容量市場の憂鬱

日本の電力システム改革は市場メカニズムを最大限活用する方向に向かっています。ベースロード市場、需給調整市場、容量市場、非化石価値取引市場、間接オークションなど、数多くの市場を導入することで経済効率を達成しようというのです。しかし、ほとんど全ての関係者がこれらの市場は機能しないと考えています。

なぜでしょうか?

この中で最も問題が大きいと考えられるのは容量市場でしょう。容量市場では取引の4年前に発電出力価格(=kW価値)を約定させることとされており、電力量価格(=kWh価値)はこれとは別に卸電力市場で約定されます。しかしこの制度はたとえていうと、リンゴを酸味と甘味に分け、それぞれの味覚ごとにオークションにかけるようなものです。酸味では落札したものの、甘味では落札できなかった、という事態が起きた場合、リンゴ農家は困ってしまいます。リンゴの最低売買単位はリンゴ1個であり、1つのリンゴの異なる味覚を異なる市場で取引することは非現実的です。

電力も同様です。発電は発電所と燃料が一体となってはじめて可能になります。

容量市場と卸電力市場を分けてオークションを行った場合、例えば容量市場で成約した電源が卸電力市場では成約しない、といった事態が生じます。本来、稼働しない発電所を無駄に建設するような事態は起こるはずがないのですが、2つの市場の分離はこのような事態を招きかねないのです。

さらに深刻な問題として、発電所の建設費と燃料費には逆相関があります。燃料費の安価な電源ほど建設費が高く、容量市場では競争力をもたないのです。このため従来は年間負荷を吟味し、発電所ごとの設備利用率を考慮した上で、全体として経済合理性の高い電源構成を目指していたわけです。

残念ながら容量市場と卸市場の分離はこのような建設費と燃料費の相関関係や発電所への年間負荷のアロケーションを無視した市場設計なのです。

本来、「市場」は売り手と買い手の双方が合意し、自然発生的に形成されるものです。このような機能するはずのない市場が形成されてしまうのは、実務に疎い官僚が考えた制度を実現しようとしているためです。
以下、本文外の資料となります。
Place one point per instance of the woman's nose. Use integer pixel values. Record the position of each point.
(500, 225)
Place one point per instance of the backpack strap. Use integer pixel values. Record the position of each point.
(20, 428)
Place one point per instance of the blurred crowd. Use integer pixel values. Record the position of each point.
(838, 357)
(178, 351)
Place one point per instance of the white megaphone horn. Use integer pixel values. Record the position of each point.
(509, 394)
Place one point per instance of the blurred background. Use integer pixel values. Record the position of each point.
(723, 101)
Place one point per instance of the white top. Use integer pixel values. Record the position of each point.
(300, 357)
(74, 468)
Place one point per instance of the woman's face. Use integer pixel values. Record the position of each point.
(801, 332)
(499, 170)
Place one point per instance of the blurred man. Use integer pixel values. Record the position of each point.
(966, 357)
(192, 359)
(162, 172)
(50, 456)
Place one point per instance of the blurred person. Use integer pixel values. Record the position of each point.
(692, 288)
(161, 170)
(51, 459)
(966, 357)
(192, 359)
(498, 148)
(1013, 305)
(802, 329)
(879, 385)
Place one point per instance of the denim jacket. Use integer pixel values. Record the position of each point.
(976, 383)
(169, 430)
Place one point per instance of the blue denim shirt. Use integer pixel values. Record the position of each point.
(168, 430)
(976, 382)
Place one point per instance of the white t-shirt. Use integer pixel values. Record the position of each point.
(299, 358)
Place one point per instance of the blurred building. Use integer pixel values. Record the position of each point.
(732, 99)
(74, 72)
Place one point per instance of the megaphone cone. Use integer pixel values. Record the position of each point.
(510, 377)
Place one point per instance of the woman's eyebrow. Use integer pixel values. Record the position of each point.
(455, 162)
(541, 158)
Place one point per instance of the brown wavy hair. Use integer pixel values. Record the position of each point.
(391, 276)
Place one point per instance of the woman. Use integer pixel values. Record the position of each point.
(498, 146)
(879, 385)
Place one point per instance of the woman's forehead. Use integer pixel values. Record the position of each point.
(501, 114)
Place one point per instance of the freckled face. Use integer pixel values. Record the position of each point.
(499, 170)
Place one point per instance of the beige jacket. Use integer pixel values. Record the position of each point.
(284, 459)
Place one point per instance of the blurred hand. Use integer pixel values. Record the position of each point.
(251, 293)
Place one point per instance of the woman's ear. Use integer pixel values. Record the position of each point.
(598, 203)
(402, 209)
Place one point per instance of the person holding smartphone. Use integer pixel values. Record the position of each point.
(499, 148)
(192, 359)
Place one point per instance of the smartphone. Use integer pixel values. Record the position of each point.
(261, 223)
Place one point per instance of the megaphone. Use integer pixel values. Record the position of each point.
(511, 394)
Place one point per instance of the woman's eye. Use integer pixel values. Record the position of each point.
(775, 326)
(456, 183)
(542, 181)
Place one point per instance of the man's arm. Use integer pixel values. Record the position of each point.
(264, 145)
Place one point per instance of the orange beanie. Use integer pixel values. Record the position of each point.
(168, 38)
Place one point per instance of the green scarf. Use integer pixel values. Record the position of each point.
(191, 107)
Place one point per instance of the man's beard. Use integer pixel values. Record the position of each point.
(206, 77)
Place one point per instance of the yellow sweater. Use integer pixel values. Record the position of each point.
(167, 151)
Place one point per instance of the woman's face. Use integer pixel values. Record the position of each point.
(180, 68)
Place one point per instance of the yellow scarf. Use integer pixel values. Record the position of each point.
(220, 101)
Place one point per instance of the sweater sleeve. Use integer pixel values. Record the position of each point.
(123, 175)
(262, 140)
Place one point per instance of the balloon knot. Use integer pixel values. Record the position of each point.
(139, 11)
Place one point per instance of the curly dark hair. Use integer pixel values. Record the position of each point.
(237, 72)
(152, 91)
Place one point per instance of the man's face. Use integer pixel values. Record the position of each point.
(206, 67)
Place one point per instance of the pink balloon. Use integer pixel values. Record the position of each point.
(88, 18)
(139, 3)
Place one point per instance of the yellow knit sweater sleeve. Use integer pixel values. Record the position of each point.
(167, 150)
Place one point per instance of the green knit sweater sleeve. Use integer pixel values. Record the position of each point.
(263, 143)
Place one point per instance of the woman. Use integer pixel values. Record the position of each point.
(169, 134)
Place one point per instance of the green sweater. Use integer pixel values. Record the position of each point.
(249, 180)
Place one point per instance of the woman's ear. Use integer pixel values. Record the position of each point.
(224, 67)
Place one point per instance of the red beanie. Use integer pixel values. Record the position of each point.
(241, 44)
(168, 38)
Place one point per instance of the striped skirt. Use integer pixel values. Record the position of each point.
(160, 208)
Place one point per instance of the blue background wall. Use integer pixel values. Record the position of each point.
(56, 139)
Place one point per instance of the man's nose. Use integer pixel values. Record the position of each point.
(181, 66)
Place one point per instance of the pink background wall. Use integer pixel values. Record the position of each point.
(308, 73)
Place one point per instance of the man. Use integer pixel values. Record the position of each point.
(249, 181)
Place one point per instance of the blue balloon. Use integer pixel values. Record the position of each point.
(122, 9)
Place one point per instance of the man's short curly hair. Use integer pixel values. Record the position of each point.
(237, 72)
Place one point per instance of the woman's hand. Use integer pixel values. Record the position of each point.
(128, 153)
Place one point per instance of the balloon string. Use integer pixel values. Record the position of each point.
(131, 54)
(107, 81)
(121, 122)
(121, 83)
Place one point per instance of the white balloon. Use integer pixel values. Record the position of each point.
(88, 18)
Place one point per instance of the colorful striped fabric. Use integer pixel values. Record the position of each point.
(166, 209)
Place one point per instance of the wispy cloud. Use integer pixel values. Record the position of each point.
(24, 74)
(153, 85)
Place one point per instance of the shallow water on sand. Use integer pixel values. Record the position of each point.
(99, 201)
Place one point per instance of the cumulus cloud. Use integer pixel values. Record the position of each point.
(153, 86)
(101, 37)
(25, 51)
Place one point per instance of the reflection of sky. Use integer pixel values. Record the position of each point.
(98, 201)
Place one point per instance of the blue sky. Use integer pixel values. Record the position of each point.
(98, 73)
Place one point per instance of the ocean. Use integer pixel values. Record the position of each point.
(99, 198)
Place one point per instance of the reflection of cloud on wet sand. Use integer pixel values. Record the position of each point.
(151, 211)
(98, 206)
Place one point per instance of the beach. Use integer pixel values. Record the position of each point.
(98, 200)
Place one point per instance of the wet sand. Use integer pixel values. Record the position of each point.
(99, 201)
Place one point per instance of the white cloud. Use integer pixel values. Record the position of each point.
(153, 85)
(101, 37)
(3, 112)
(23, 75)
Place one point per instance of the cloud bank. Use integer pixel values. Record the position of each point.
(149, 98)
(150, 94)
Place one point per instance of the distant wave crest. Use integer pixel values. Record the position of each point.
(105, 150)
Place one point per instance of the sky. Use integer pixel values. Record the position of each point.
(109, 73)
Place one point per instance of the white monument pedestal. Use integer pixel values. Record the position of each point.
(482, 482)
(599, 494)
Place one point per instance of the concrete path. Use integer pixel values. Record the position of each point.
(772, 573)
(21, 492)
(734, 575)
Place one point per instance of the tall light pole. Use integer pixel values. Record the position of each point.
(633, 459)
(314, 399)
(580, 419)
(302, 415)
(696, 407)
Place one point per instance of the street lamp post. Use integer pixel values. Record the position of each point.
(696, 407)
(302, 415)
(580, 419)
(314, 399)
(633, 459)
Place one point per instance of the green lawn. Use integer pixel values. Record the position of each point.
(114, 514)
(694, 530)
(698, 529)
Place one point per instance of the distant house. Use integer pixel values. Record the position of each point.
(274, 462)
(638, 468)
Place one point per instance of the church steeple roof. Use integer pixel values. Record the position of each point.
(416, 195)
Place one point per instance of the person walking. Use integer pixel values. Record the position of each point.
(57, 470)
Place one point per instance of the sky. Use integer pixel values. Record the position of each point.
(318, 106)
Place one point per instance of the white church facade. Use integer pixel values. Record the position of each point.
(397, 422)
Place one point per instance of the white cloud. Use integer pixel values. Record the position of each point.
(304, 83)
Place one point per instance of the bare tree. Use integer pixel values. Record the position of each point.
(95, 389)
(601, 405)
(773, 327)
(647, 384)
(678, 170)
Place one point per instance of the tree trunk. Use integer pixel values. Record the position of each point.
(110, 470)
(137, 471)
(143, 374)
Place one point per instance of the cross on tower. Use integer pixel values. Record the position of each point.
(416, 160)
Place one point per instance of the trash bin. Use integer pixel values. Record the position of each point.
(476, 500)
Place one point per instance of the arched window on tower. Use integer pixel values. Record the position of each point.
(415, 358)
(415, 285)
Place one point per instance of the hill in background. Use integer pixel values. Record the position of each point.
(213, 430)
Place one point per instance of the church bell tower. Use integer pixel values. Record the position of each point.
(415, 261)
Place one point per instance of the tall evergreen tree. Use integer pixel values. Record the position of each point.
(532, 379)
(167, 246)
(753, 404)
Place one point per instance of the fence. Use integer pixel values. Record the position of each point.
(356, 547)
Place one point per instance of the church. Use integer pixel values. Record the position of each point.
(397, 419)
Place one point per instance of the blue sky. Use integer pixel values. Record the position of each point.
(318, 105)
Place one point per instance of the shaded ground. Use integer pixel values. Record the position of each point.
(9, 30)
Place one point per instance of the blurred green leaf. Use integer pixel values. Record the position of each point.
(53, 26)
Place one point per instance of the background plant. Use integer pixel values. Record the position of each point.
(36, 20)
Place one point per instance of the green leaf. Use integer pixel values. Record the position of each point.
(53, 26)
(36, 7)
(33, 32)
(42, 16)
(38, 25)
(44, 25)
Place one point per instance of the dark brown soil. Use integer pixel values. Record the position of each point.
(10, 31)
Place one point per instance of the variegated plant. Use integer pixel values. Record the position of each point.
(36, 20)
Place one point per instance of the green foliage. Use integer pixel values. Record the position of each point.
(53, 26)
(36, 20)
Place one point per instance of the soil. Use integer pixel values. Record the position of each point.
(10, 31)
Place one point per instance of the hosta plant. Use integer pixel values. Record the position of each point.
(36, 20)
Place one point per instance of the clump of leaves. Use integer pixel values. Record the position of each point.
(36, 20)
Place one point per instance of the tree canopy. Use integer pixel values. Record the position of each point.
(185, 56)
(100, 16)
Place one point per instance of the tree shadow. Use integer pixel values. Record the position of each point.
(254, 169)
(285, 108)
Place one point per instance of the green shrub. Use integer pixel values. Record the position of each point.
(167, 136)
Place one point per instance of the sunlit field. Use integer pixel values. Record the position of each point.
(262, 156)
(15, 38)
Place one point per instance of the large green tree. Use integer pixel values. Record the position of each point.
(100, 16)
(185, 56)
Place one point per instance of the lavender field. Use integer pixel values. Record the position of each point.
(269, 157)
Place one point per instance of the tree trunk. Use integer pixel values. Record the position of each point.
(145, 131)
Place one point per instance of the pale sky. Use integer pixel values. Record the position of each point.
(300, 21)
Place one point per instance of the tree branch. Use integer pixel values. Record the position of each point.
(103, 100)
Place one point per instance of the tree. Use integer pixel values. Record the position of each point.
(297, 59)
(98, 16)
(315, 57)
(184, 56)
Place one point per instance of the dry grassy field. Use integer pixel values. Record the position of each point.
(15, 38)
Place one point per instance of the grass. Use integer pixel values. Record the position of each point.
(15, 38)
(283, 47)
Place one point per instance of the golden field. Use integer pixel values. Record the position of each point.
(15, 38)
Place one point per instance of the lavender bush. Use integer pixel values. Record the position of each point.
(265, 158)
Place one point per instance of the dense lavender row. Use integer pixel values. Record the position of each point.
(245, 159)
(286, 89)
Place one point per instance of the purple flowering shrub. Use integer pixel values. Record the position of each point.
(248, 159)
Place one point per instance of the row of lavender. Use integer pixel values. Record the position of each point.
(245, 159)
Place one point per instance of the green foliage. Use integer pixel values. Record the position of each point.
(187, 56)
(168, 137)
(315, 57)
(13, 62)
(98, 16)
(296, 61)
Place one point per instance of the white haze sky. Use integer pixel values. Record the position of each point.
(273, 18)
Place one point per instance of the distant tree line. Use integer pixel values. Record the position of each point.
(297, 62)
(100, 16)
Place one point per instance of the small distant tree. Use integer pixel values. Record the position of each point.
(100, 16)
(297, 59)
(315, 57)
昨今、大規模な石炭火力プロジェクトが相次いで中止に追い込まれています。九州電力・東京ガス・出光興産(2019年1月)、中国電力・JFEスチール(2018年12月)、関西電力・東燃ゼネラル(2017年3月)の各プロジェクトが中止発表を行いました。メディアはその背景について、石炭火力に対する逆風をあげていますが、それだけではないでしょう。

市場設計が発電所建設のマーケットに誤ったメッセージを送ったために、特に建設費の高い石炭火力のような発電所計画が中止に追い込まれている可能性が高いのです。